Secondary, a different matter.

Suttonmum1 Mon 23-Jan-17 21:06:30

No - be that parent and ignore it.

CatoSoup Mon 23-Jan-17 21:07:30

I agree, it's stupid wording.

However just laugh at it, sign it, and forget about it grin

Celaena Mon 23-Jan-17 21:10:13

I'd ignore it

The school cannot dictate what you do on the Internet (is this on school computers? Or network? Or at home on your personal devices?)

GiraffesEatStingingNettles Mon 23-Jan-17 21:12:29

Crikey - Support the school or pick a different school - is taking it a bit far! I did say that I agreed with the sentiment. It is the clumsy wording and what it actually means when you think about it that was bothering me.

Surely as a parent it is better to have two-way communication with a school, I can't just uproot my kids and move school every time there is a small policy that isn't my preference?!

GiraffesEatStingingNettles Mon 23-Jan-17 21:14:01

Caelana - they are talking about social media use outside school by parents on personal devices.

GiraffesEatStingingNettles Mon 23-Jan-17 21:14:41

I think I like Cato's answer best grin

FlouncingInAWinterWonderland Mon 23-Jan-17 21:15:31

I'd insert the word intentionally.

We were asked to sign a similar sort of thing at my younger DC's school recently. 200 signed to say they'd had a copy and would support the school in enforcing the behaviour policy. When I probed they didn't actually have a current one for me to read to agree with.

Celaena Mon 23-Jan-17 21:16:09

Sorry being thick

Is this your personal facebook account? Or on their one?

GiraffesEatStingingNettles Mon 23-Jan-17 21:20:06

Calaena - they are talking about anything a parent posts anywhere online (ever)

GiraffesEatStingingNettles Mon 23-Jan-17 21:21:05

Flouncing - shock grin

smilingsarahb Mon 23-Jan-17 21:24:24

I'd reword it. It's silly wording. It might raise a few eyebrows and draw attention to yourself a bit, but next year the word reasonably might slip in.

MuteButtonisOn Mon 23-Jan-17 21:27:27

I've never signed these daft meaningless agreements, but that is one I'd not sign, even if I normally did.

user1484226561 Mon 23-Jan-17 21:37:43

you should be following those guidelines on anything you post in a public enough forum for everyone else in the school community to see.

what you post privately is irrelevant.

I don't think it is asking too much.

HelsBels5000 Mon 23-Jan-17 21:40:24

Our LA policy forbids any member of staff being connected on social media to any pupils or pupil's family. Pretty tough at our small village primary school when there are several staff who teach their own children, and are therefore friends IRL with the other parents of the children in their classes. We ignore that rule grin

Mumzypopz Mon 23-Jan-17 21:41:29

Nothing is private. If someone can screenshot it and send it on, it is not private.

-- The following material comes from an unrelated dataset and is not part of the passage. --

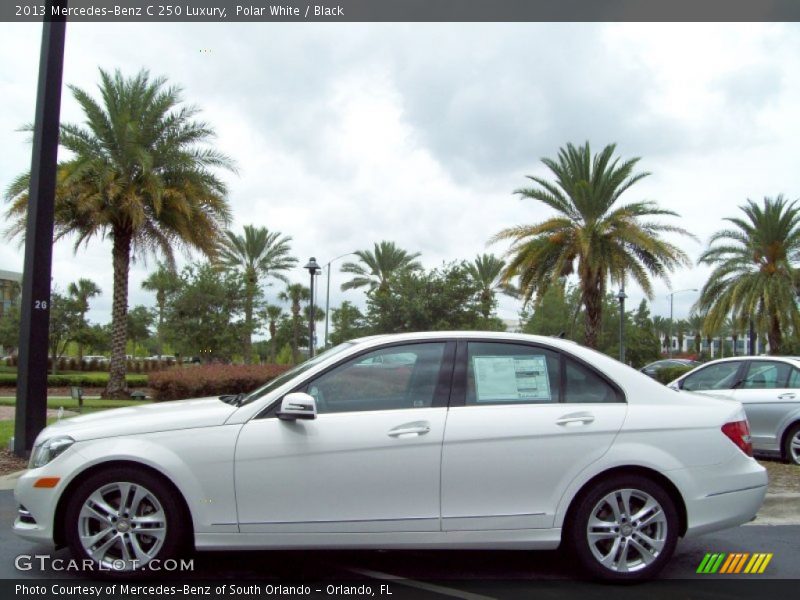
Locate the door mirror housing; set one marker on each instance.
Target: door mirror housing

StrartinngfromHere Mon 23-Jan-17 21:42:30

Glad to see there is someone else who takes a stand on this sort of thing. I had something similar on school trips. Way over the top with a requirement from the school for me to indemnify the school if anything my child did on a school trip caused injury or damage to anyone else or their property.

My view is that (a) they are supervising on the trip not me and (b) they have insurance. It is not that I think my DC is a thug BTW!

I refused to sign. we had a frank exchange of emails. They dropped the point.

Haffiana Mon 23-Jan-17 21:47:26

I have done the same as Strartinng. Tell the school you do not agree with it and tell them why. It is utter rubbish anyway from a legal point of view - it is actually embarrassing.